I'd like to start off by saying my husband will hate this blog, so Adrian, if you're reading, turn back now. This blog is about the subject of which we do not discuss...
As you know, I'm known as Heidi Dater People Hater. People just irritate me. I’ve thought a lot about it and I might be irritated all of the time because I don’t poop. My 8-pound dog poops twice a day without fail. I’m an over grown person and I can’t go but once every 10 days or so.
Now, if you think about it that’s about 40 times a year. Can you imagine if I were a man? That just wouldn’t be acceptable. It means I would miss reading the sports page 325 days out of the year.
My mom has a friend who thinks a big dump in the bathroom is the solution to what ails you.. You have a headache? Go poop, you’ll feel better. Stressed at the office? Hit the crapper and all will be well. Mad at your husband, drop a deuce and your problems are solved. Nope, not for me.

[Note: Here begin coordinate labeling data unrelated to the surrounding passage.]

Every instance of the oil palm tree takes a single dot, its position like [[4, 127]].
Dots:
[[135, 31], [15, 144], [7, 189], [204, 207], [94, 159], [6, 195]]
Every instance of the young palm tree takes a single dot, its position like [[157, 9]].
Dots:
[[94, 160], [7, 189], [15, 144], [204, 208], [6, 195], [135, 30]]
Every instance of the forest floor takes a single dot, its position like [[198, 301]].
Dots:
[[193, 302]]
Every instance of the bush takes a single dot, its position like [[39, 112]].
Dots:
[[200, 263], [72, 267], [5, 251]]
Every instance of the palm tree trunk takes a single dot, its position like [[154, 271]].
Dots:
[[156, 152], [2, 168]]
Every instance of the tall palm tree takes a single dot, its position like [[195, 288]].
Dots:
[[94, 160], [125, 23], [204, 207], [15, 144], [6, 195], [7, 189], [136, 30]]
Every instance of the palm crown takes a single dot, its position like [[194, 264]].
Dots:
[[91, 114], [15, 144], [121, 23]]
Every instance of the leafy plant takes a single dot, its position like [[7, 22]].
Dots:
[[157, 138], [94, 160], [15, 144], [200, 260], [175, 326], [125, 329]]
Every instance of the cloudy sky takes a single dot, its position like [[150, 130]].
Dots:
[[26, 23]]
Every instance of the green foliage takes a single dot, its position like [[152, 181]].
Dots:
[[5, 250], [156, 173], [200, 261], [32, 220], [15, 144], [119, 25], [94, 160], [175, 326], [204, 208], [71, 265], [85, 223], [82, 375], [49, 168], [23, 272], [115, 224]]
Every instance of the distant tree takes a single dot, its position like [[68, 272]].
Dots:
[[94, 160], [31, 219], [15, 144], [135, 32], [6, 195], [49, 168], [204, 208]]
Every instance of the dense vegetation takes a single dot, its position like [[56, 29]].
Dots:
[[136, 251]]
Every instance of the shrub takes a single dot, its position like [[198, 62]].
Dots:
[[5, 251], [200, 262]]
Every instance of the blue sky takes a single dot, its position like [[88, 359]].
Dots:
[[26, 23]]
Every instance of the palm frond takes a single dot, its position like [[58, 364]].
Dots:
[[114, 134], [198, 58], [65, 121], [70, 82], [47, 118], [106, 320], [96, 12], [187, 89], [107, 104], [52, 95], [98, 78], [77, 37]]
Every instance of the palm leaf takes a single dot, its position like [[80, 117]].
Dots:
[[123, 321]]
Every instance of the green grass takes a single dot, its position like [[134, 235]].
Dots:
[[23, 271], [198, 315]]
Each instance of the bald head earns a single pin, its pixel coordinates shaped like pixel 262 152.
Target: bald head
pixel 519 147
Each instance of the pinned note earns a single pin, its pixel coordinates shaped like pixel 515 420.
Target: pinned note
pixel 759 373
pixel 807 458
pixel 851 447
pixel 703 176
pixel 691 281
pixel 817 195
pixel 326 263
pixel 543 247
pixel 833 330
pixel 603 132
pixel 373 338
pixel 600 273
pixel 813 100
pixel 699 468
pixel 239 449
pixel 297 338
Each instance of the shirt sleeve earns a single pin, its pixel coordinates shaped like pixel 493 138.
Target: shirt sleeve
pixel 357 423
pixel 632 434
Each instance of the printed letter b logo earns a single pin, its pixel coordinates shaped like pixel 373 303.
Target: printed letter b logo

I’ve tried everything too. More fiber, more coffee, more greens, more fruit, less iron, you name it, I’ve tried it. On a recent trip to Las Vegas I accidentally discovered Vodka is a laxative. Yep. After 11 vodka cocktails spaced out throughout the day, I had to go. It’s the witching hour, people are stumbling around drunk, missing shoes and various articles of clothing and it’s the best time to be people watching, and I’m missing it because I “have to go”.
So now I’ve found a remedy, but how feasible is it to drink 11 vodka’s each day? Even every other day? Can you imagine the drive to work, client meetings, teacher conferences? It’s a whole new reason for AA to exist. Hi, my name is Heidi D and I’m an alcoholic because I can’t poop and I use vodka as a laxative. Can I get a sponsor? Can you hear that conversation now? I’m sorry Mr. Sponsor, I really had to poop so I downed a fifth...that would be such an AA FAIL!